Em “exile”, dueto com Bon Iver, a cantora também prioriza os diferentes pontos de vista do término de um relacionamento com maestria.
Taylor foi de adaptar a já incansavelmente recontada história de Romeu e Julieta em “Love Story”, a mergulhar na complexa história de vida da antiga dona da atual residência da cantora em “the last great american dynasty”. Na faixa, Taylor exibe suas habilidades de composição ao recontar a vida de Rebekah Harkness, uma mulher que casou com um magnata americano e acabou sendo culpada por sua morte sem motivos. Em “mad woman”, essa reflexão recebe uma espécie de continuação, em que Taylor vira o jogo e aponta o dedo na cara daqueles que verdadeiramente “tornam” as mulheres loucas.
Taylor se compara com a história de Harkness ao ser considerada uma mulher “sem juízo” e culpada por tudo de ruim que acontece com o companheiro.
Em “epiphany”, difíceis histórias do passado e do presente se encontram, ao fazer referência à seu avô, Dean, que estava presente na Batalha de Guadalcanal em 1942, com os profissionais na linha de frente do COVID-19, que esperam que nos 20 minutos que tem para dormir, sonhem com algo que deixe a trágica realidade mais leve.
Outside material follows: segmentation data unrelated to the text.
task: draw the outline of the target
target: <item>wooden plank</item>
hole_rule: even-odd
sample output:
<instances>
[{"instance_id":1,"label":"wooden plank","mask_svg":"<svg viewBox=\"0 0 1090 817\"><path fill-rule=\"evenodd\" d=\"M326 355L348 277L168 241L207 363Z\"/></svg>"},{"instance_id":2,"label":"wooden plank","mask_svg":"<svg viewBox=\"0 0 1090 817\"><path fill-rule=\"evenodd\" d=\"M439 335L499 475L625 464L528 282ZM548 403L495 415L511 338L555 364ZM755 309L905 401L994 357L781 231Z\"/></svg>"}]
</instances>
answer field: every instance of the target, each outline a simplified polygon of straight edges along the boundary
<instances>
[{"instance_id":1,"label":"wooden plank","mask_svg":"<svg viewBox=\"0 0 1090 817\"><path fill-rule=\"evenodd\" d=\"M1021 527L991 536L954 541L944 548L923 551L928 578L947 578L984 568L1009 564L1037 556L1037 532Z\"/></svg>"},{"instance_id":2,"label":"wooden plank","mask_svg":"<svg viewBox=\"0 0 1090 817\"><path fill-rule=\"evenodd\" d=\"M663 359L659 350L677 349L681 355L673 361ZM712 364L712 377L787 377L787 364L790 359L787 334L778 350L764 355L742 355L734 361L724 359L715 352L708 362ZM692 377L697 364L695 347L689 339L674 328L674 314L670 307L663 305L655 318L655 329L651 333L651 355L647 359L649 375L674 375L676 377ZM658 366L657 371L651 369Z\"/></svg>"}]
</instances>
Memórias e o momento presente também se encontram e trazem, ao mesmo passo, dúvidas e esclarecimentos nas ótimas “invisible line”, “peace” e “hoax”.
O maior equívoco de Taylor, ao mergulhar de cabeça no pop, foi sentir que precisava abrir mão em alguma medida de suas letras imagéticas e detalhadas, a escrita confessional que a consagrou nos primeiros anos de carreira. Depois de quase uma década se aventurando no pop, Taylor prova que não perdeu o jeito. Mesmo quando Taylor abraçava sua sonoridade assumidamente e incansavelmente pop nos últimos quatro discos, podemos encontrar respiros de delicadeza e profundidade emocional em faixas como “Soon You’ll Get Better” e “Daylight”, de Lover e “New Year’s Day”, de reputation, que, em outra roupagem, poderiam muito bem encontrar seu espaço em meio às músicas de folklore.
Resgatando sua essência e aplicando tudo que aprendeu até chegar em seu oitavo álbum de estúdio, Taylor Swift entrega com folklore, mais do que nunca antes, de coração, seu melhor disco até hoje.